02-24-2016 01:40 AM
I have a .csv file with 1001 rows of entries. I saved in .xlsx file to be imported into SAS with PROC IMPORT. Due to the original data structure, I only want to select a specific range of rows in Excel to create several subset data. However, when I run the following SAS code in SAS University Edition, SAS kept reading the whole records from Excel into SAS instead of the specified range of records. I also altered the RANGE statement, the result was the same.
May I ask how to resolve this problem to have SAS only read the range I specified? e.g. data with range = "A2:N39" from excel. Many thanks!
PROC IMPORT OUT = TEST
DATAFILE = "/folders/myfolders/Data/Source/health89.xlsx" DBMS = XLSX REPLACE;
SHEET = 'Data';
RANGE = "A2:N39"; (or RANGE = "Data$A2:N39"
GETNAMES = YES;
DBSASLABEL = NONE;
NOTE: The import data set has 1000 observations and 5 variables.
02-24-2016 01:45 AM
When you already have a .csv, then why do you involve the execrable Excel format at all?
Import the csv and make your selection in SAS, KEEPing the desired columns and selecting the desired observations with the FIRSTOBS and OBS dataset options.
02-24-2016 02:33 AM
Not quite sure I understand what you suggested. Could you help me out or share me any references?
The variable name is at row1 with 5 columns, range of data I want to read is from row2 - row39. Another variable name is at row40, range of data is from row41 - row60.
How could I read these two chunks of data from a .csv via PROC IMPORT accordingly? Many thanks!
02-24-2016 02:45 AM
Does that mean you have different structures in one csv file, in consecutive blocks?
If so, how precise is the information about the location of header lines and columns within a row?
Do you need to determine the location of header lines dynamically?
Could you attach a sample csv file?
02-24-2016 04:15 AM
I am afraid you don't know your own question. Let me explain:
CSV = Comma Separated Value file. It is a text file with data elements separated by a comma. It is NOT and Excel file. Excel can however read and parse this text file and render it in a worksheet using its own CSV parser.
XLSX, XLS are Office proprietary formats, these are native Excel files.
So which of the two do you have, is it an Excel file or a CSV?
If indeed it is a CSV, and then it must follow the general rules of a CSV = one header row separated by commas, then one row per data row, separated by commas - then your request to take row 2-39 and 41-60 doesn't make any sense, i.e. why skip row 40?
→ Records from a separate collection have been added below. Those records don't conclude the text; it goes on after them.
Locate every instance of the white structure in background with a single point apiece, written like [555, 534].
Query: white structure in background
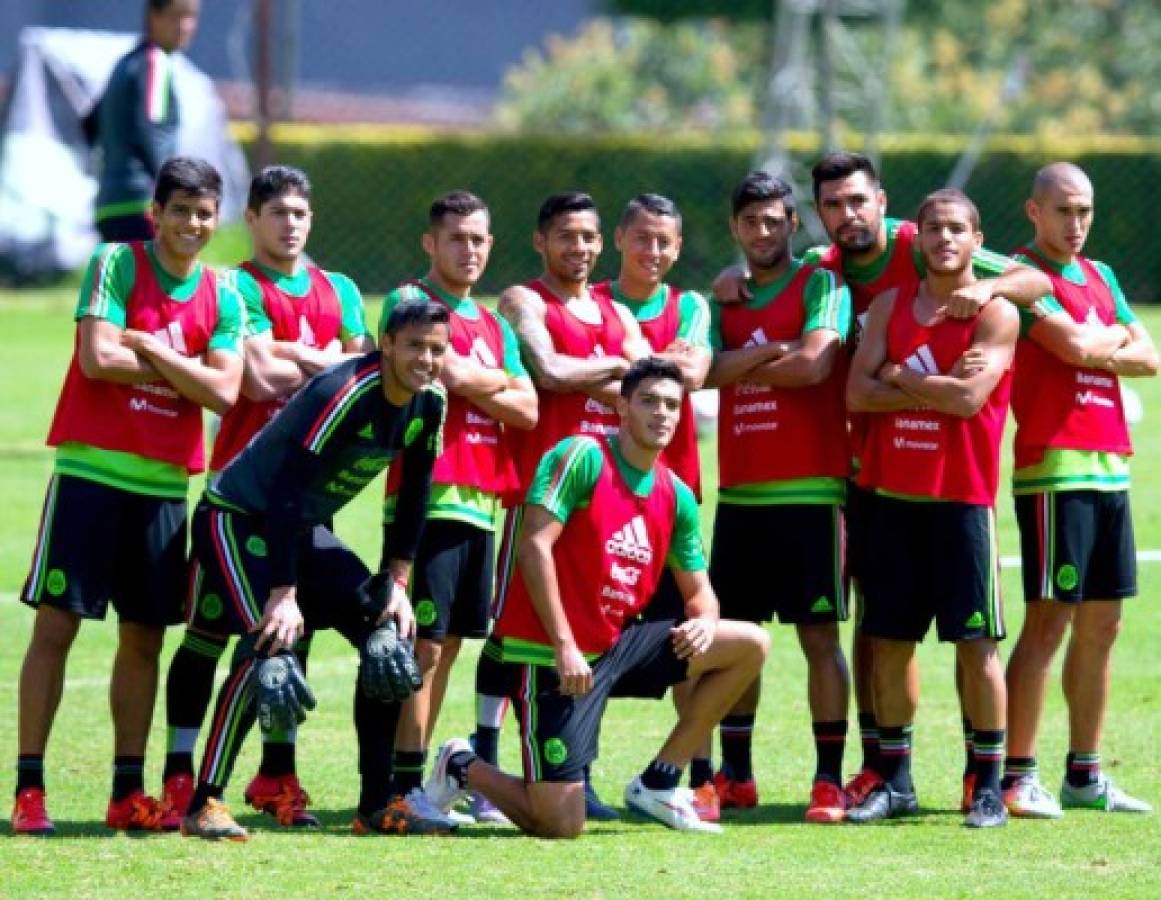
[47, 177]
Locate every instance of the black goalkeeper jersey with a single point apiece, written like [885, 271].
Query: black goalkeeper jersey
[331, 440]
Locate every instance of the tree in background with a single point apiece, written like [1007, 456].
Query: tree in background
[1091, 66]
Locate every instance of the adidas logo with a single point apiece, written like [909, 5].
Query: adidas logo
[483, 354]
[632, 541]
[757, 339]
[922, 361]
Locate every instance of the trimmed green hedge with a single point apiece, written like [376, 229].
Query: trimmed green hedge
[372, 198]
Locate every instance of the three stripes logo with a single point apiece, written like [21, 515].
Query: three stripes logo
[632, 541]
[922, 361]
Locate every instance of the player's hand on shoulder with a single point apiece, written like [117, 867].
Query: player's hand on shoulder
[729, 286]
[693, 636]
[576, 675]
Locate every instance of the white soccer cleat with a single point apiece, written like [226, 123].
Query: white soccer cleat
[1029, 799]
[440, 787]
[672, 808]
[1102, 794]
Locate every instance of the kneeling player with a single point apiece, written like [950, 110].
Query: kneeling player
[603, 519]
[936, 390]
[259, 534]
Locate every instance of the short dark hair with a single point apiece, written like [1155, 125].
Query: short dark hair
[557, 204]
[274, 181]
[420, 311]
[949, 195]
[194, 177]
[759, 187]
[839, 164]
[653, 203]
[649, 367]
[455, 203]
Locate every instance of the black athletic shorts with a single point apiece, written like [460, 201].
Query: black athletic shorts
[784, 559]
[452, 580]
[560, 735]
[231, 576]
[931, 560]
[1076, 546]
[100, 545]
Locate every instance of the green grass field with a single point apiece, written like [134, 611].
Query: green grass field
[763, 852]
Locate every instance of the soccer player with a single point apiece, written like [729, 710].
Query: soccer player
[783, 466]
[676, 323]
[1072, 495]
[300, 321]
[136, 121]
[936, 390]
[875, 253]
[577, 344]
[157, 339]
[264, 546]
[603, 518]
[489, 391]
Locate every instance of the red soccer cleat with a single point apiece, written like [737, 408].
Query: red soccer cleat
[736, 794]
[177, 792]
[828, 804]
[138, 812]
[282, 798]
[29, 815]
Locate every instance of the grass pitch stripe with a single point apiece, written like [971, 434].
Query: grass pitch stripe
[225, 547]
[225, 735]
[357, 386]
[41, 552]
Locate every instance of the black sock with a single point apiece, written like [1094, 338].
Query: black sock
[201, 794]
[29, 771]
[700, 771]
[829, 741]
[458, 765]
[487, 743]
[968, 748]
[736, 734]
[1016, 768]
[128, 776]
[661, 776]
[988, 749]
[895, 756]
[408, 770]
[869, 735]
[1082, 769]
[278, 758]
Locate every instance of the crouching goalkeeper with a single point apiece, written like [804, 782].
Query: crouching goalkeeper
[265, 556]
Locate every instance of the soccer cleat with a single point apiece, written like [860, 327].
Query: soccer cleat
[672, 808]
[597, 810]
[485, 812]
[29, 815]
[860, 785]
[736, 794]
[281, 797]
[1102, 794]
[965, 798]
[987, 810]
[828, 803]
[214, 822]
[882, 803]
[1029, 799]
[177, 792]
[706, 803]
[440, 787]
[403, 815]
[138, 812]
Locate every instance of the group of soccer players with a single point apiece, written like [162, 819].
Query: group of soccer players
[864, 389]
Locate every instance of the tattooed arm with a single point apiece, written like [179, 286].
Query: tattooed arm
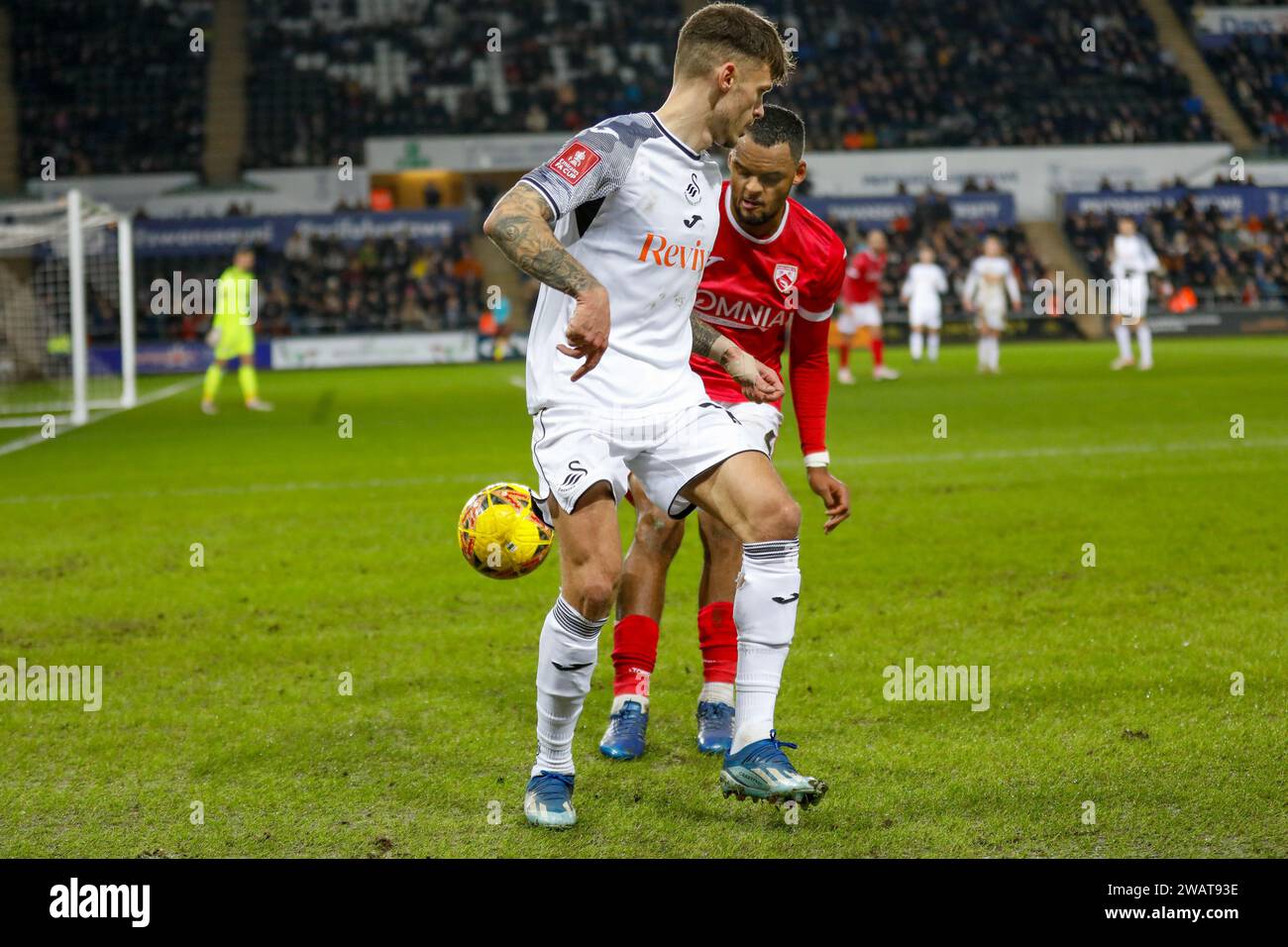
[759, 381]
[520, 227]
It sounds to me like you have some kind of Excel dump with subheadings and such like, but without seeing the file I can't tell.
02-25-2016 08:10 PM
Hi! Sorry to response in delay. I think I did not express my problem well...
I took a detail look into source data again. Here is what I got. It was originally provided in .csv file extension, but can be opened in Excel workbook. So, at first place, I used as it was and import in Excel version. After reading your replies, I opened the same file in Notepad, I could see it's comma-delimited csv file. However, it's not a typical csv file. It is because there are several lines with similar header variables inserted at different line position. This finding in data structure can answer your concern below.
"If indeed it is a CSV, and then it must follow the general rules of a CSV = one header row separated by commas, then one row per data row, separated by commas - then your request to take row 2-39 and 41-60 doesn't make any sense, i.e. why skip row 40?"
At row 40, it's a line of header variable inserted. I think this dataset is a master datafile by stacking up different data update at different time schedule - simly like a running and growing records and coming into with different batchs in different time.
Since converting Excel workbook then importing can give me a simple way to read in the data with less complexity, so I resolve this in this way. But, the other problems come from it's unbalanced data, which has inconsistent numbers of records in each data update...Am thinking how to output records of each update into different datasets...
Thank you for your insight!
02-26-2016 01:42 AM
Having multiple header lines takes PROC IMPORT out of the solution.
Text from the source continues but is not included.